Le jour où elle salait les aubergines, Grand-mère appelait toujours son voisin, Duc, pour l'aider à porter le grand bocal, préalablement nettoyé et séché, jusqu'au coin du jardin. Galanga, ail, son de maïs, etc., avaient été préparés par Grand-mère depuis longtemps. Une couche de sel, une couche d'aubergines – un panier entier de sel blanc – était déposé dans le bocal. Même si elle ne l'avait pas encore mangé, elle savait qu'il était terriblement salé. Une fois tous les ingrédients soigneusement disposés dans le bocal selon son « intention », Grand-mère utilisait une grille en bambou tressé pour le poser dessus, et y plaçait un gros caillou pour bien le tasser. Enfin, un couvercle rond en planches de bois était placé sur le bocal. C'était parfait par beau temps, mais s'il pleuvait, Grand-mère utilisait une bâche en plastique pour couvrir le bocal d'aubergines.

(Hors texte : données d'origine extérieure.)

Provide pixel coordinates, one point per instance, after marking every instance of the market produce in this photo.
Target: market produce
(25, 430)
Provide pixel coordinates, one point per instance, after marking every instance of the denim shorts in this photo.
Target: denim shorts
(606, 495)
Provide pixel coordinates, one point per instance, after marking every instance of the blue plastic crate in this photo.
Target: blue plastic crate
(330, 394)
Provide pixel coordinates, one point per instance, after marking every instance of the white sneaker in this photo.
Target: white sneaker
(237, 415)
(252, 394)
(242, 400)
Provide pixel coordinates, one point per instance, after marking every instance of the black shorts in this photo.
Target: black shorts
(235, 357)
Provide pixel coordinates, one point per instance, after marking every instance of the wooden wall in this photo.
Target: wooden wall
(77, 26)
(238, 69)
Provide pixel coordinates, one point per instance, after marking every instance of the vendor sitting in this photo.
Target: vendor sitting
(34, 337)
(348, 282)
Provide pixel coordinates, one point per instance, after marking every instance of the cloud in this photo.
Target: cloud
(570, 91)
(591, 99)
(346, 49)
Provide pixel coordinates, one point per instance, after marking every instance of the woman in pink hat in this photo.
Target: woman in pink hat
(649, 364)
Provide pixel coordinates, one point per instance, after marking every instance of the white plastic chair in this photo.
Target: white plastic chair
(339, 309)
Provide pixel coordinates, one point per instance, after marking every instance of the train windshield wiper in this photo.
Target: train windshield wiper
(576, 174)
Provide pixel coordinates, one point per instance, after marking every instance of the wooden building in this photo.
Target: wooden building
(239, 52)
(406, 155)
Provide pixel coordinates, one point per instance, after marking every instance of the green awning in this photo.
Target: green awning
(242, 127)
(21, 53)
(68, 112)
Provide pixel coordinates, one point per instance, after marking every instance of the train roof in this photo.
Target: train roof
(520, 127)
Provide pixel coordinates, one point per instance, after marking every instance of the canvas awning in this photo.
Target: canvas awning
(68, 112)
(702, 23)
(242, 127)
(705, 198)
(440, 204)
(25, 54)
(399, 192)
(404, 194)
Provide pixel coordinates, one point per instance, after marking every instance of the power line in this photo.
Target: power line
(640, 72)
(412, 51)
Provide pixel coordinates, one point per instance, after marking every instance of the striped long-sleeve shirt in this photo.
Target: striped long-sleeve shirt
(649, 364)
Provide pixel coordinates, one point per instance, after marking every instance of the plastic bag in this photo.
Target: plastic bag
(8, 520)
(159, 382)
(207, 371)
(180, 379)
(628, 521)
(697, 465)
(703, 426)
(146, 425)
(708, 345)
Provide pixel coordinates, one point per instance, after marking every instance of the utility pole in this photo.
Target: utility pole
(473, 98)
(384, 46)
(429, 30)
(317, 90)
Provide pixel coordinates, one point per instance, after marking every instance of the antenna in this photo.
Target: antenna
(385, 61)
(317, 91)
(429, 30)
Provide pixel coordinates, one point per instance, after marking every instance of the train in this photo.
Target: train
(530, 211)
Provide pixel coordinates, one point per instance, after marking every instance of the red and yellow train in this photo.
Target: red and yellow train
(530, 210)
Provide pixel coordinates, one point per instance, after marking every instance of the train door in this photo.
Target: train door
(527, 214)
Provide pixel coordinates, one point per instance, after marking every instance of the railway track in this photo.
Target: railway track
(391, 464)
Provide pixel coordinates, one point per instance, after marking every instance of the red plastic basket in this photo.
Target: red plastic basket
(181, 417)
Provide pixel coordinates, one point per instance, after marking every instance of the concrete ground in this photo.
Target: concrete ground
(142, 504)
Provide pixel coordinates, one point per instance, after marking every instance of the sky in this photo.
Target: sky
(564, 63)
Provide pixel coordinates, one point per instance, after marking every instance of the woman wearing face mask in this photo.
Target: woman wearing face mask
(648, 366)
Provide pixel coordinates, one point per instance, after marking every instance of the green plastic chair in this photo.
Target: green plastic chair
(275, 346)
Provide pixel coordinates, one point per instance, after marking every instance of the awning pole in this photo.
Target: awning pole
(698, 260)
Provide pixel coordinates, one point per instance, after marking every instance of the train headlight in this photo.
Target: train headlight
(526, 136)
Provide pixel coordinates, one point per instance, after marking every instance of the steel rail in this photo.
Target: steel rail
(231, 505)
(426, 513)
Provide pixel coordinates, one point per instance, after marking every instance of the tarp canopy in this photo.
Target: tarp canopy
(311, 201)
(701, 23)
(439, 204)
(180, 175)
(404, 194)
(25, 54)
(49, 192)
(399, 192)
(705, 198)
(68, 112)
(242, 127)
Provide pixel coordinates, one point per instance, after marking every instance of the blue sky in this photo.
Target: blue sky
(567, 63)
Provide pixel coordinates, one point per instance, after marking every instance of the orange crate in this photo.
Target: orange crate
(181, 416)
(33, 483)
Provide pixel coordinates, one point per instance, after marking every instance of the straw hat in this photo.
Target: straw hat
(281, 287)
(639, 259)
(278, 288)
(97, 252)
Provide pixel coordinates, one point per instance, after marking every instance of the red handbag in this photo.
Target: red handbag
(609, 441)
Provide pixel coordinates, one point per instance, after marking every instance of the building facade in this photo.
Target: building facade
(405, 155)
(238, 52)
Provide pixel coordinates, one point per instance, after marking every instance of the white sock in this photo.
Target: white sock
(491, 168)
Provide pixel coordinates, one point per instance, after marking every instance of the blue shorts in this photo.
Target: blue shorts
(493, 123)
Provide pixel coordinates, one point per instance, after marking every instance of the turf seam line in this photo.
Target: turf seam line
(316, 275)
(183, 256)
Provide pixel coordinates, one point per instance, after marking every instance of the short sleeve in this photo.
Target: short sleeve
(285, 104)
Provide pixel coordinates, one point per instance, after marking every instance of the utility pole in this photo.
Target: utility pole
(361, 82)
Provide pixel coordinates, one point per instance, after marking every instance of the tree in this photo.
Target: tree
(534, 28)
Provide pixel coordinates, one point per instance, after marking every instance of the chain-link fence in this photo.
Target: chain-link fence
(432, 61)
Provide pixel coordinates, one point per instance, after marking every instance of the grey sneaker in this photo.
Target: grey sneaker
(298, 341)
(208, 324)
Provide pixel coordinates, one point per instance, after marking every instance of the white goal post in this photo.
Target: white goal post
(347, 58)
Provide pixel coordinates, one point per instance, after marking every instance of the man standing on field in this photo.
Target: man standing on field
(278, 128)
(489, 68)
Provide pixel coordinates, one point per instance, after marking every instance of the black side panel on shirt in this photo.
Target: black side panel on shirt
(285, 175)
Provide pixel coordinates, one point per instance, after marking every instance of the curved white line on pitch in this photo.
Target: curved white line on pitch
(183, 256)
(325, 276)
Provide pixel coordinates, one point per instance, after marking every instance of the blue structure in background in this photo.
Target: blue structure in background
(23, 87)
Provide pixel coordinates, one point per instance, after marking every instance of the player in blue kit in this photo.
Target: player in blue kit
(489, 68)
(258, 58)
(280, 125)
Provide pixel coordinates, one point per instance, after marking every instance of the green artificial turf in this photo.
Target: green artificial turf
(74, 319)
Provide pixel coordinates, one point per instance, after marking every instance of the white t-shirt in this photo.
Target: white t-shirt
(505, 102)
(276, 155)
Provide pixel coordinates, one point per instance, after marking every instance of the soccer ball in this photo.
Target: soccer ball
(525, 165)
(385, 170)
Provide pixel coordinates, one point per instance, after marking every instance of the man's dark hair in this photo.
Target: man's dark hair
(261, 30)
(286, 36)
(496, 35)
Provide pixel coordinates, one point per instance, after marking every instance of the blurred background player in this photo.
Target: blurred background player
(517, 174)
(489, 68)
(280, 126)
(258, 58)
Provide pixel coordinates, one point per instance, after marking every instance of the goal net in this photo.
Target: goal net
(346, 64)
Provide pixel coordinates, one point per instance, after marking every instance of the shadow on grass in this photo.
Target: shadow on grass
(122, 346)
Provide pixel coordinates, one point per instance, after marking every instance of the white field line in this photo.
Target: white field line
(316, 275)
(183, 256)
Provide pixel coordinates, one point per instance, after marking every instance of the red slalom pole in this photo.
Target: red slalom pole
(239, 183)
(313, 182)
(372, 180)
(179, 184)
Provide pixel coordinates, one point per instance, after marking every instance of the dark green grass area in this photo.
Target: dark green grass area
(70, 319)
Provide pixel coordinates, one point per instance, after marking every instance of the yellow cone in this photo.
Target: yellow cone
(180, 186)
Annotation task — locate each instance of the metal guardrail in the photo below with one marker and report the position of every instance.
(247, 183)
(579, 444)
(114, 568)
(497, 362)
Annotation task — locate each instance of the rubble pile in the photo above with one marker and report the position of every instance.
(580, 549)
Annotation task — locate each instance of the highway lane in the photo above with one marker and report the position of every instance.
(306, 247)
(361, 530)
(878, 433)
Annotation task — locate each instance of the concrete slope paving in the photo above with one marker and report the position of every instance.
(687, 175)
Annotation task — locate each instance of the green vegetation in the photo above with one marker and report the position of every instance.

Le bocal d'aubergines de ma grand-mère peut être dégusté au bout d'une semaine environ. Les jours et les mois suivants, le bocal d'aubergines marinées est encore complété par des aubergines fraîchement cueillies. Les aubergines marinées font partie intégrante de la vie des villageois presque toute l'année, mais elles deviennent particulièrement importantes en hiver, lorsque les récoltes sont rares. À cette époque, les aubergines blanchissent à cause de l'absorption du sel. Pour rehausser la saveur du plat, ma grand-mère prépare parfois des aubergines salées sautées. Elle coupe soigneusement chaque aubergine en deux, puis la lave. Les morceaux de gras salés sont ensuite mis à revenir dans une poêle avec de l'ail violet. Lorsque l'arôme se développe, il est temps d'ajouter les aubergines marinées. En plus d'être assaisonné d'un peu de glutamate monosodique et d'une cuillerée de sucre, son plat d'aubergines sautées est également agrémenté de piment, de poivre et, surtout, de feuilles de citronnier tranchées. Oh là là, quand il fait froid, assis dans la cuisine devant un feu vacillant, déguster un bol de riz chaud accompagné d'aubergines salées sautées, c'est comme savourer un délice. Un plat extrêmement simple, mais pourtant si délicieux et savoureux.
La vie est étrange. Quand on a assez de nourriture et de vêtements, on se souvient souvent du bon vieux temps et on en rêve. Moi aussi. Chaque mois de décembre, je me souviens du vieux bocal d'aubergines de ma grand-mère. Rien que d'y penser, j'ai encore un goût salé sur les lèvres.